Un avantage fiscal à ne pas négliger

Mais avant de se lancer, mieux vaut connaître l'autre atout du PER : son intérêt fiscal. Les sommes versées volontairement peuvent, sous certaines conditions et dans la limite d'un plafond, réduire le revenu soumis à l'impôt. Pour 5 000 euros épargnés, le gain fiscal théorique varie ainsi selon la tranche d'imposition : 550 euros à 11 %, 1 500 euros à 30 %, 2 050 euros à 41 % et 2 250 euros à 45 %. Le niveau d'imposition joue donc un rôle essentiel dans la pertinence du dispositif. À 25 ans, son intérêt peut être réel pour un contribuable fortement imposé, mais bien moindre pour un jeune actif à 11 %.

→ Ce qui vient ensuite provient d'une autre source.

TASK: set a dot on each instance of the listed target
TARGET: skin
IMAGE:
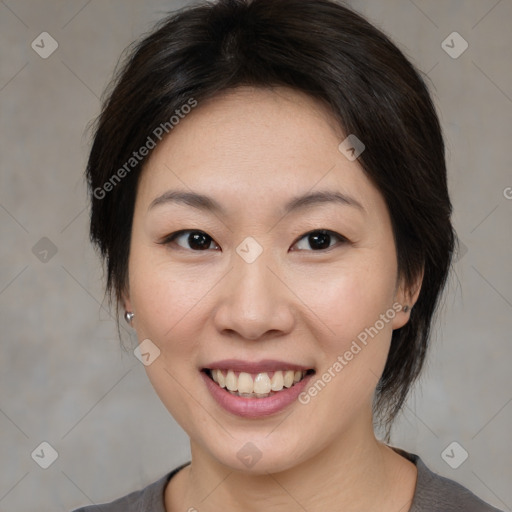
(252, 150)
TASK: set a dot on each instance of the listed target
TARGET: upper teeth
(262, 383)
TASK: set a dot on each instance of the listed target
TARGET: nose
(255, 304)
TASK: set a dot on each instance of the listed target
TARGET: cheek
(350, 298)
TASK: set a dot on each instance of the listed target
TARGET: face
(263, 259)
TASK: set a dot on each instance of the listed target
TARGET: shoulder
(150, 498)
(435, 493)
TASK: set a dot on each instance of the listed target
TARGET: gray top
(433, 493)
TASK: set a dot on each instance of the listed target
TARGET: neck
(357, 473)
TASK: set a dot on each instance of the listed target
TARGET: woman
(269, 193)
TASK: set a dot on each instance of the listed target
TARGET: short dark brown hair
(332, 54)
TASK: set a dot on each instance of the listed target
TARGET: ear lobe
(407, 297)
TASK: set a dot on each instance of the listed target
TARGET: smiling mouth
(256, 385)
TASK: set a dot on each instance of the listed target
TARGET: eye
(320, 239)
(190, 239)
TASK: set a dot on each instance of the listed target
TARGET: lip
(265, 365)
(255, 407)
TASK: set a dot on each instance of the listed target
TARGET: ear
(406, 296)
(125, 301)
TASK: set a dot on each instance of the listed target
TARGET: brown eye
(189, 239)
(319, 240)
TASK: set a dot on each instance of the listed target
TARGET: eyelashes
(319, 240)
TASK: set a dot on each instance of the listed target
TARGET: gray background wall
(64, 378)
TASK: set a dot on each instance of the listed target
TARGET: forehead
(257, 147)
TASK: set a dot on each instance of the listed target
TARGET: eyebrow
(206, 203)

Une épargne pas toujours disponible

Récupérer l'argent placé sur un PER avant la retraite reste possible dans certaines situations, notamment pour financer l'achat de sa résidence principale. Une option séduisante pour un jeune actif qui souhaite constituer son apport, mais que les spécialistes déconseillent si ce projet est prévu dès le départ. La fiscalité explique notamment cette prudence. Lorsque les versements ont permis de réduire ses impôts, le capital récupéré est ensuite imposé. Le PER n'est donc pas une solution universelle. Son intérêt dépend surtout de la situation fiscale, des projets et de la capacité à laisser son épargne immobilisée sur le long terme.